Mighty God

(Isaiah 9:1-7John 20:19-29)

To us a child is born, to us a son is given, and that child will be the king who will bring an end to war and oppression and all the darkness of the world.  He will be the perfect king who will rule forever and bring eternal peace—but not the peace of the tyrant, who brings the peace of the grave by crushing dissent and killing anyone who opposes him.  His peace will be a peace of life and growth, in which all the world will flourish.  He will bring this about through his wisdom, for he is the miraculously-wise counselor, the one who speaks and leads with the perfect wisdom of the Lord of all creation.  He will bring this about through his power, for he is the mighty God.

The word for “mighty” in the Hebrew is an adjective, but it was often used as a noun, rather like our national anthem calls America “the land of the free and the home of the brave.”  When it was used this way, it meant a great warrior or a great hero.  The meaning is clear.  This child who is king because he is God will not only rule with the wisdom of God, he will defend his people with the power of God, and so he will be incomparably mighty in battle.  He will defeat all his enemies, and he will never be overcome.  His kingdom will endure forever because there will never be any power that can conquer it; it will grow forever because there will never be any power that can stand against it.  His people will know absolute security and freedom from any threat.

That all sounds conventional enough.  Empires grow by winning battles and wars, after all, and they start to shrink when they start losing.  If you’re going to envision a ruler who will reign forever and whose kingdom will never stop expanding, it’s probably going to have to be someone who never loses a battle, let alone a war.  That’s why the greatest empire-builders in human history have been military geniuses like Alexander the Great.  But the funny thing is, that’s not actually what God has in mind.

Look at the Gospel of John.  John 18:  Jesus goes to meet Judas Iscariot, who has betrayed him.  He knows Judas has betrayed him, he knows Judas will be leading the soldiers there to arrest him; he could have avoided the arrest, but he doesn’t.  In fact, he practically volunteers to be arrested.  Later, he’s being interrogated by the Roman governor, Pontius Pilate—who’s bewildered by the whole situation—and he tells Pilate, “My kingdom is not of this world.  If it were, my servants would fight to prevernt my arrest.  But now my kingdom is from another place.”  John 19:  Pilate says, “Don’t you realize I have power either to free you or to crucify you?”  Jesus responds, “You would have no power over me if it were not given to you from above.”  And so he was crucified.
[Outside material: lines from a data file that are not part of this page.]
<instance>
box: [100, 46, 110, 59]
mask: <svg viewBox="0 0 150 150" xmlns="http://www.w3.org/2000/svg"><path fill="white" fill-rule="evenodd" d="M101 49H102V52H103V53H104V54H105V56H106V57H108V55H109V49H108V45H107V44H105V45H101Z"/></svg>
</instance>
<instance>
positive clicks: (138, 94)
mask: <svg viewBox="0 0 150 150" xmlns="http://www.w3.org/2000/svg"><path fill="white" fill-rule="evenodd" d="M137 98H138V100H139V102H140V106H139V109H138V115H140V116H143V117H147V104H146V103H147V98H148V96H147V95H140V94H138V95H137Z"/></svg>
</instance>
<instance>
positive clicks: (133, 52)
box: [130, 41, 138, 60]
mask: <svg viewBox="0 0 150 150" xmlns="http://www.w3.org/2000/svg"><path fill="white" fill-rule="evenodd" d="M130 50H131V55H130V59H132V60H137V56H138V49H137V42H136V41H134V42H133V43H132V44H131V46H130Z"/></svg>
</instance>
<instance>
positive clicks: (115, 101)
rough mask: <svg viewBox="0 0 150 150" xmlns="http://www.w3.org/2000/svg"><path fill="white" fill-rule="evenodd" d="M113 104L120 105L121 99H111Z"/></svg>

And then he got up, alive again after being tortured to death; and not only alive again, but able to bless his disciples with his peace.  For that matter, he’s able to do things like appear in the middle of locked rooms.  He’s alive, and he gives his disciples the Holy Spirit—though they don’t fully receive the Spirit of God until a few weeks later—and he commissions them as his ambassadors to the world.

This is the mighty God whose kingdom shall never end.  He never led soldiers in battle; not only did he not march from victory to victory, he was captured and executed like a common thief.  He suffered, it seemed, the ultimate defeat.  The thing is, he did that because he was after a much greater enemy than any he could overcome in this life.  He wasn’t after earthly rulers, he was hunting much bigger game:  his battle was against sin, and against death, and to beat them, he had to face them on their own turf.  He allowed himself to be murdered so that he could go one-on-one with death—and it was a three-day fight, but he won in a knockout.

This is how the mighty God goes to war, and this is how he fights his earthly enemies:  with mercy, by making himself vulnerable, laying his own life down for us.  This is how he calls those of us who worship him to fight for him:  by not fighting, by loving our enemies, showing grace and mercy to the undeserving, and laying down our lives for those around us.  And if this often looks like the way of defeat, we can look to his example and remember that the greatest defeat this world could deal was his way to ultimate victory.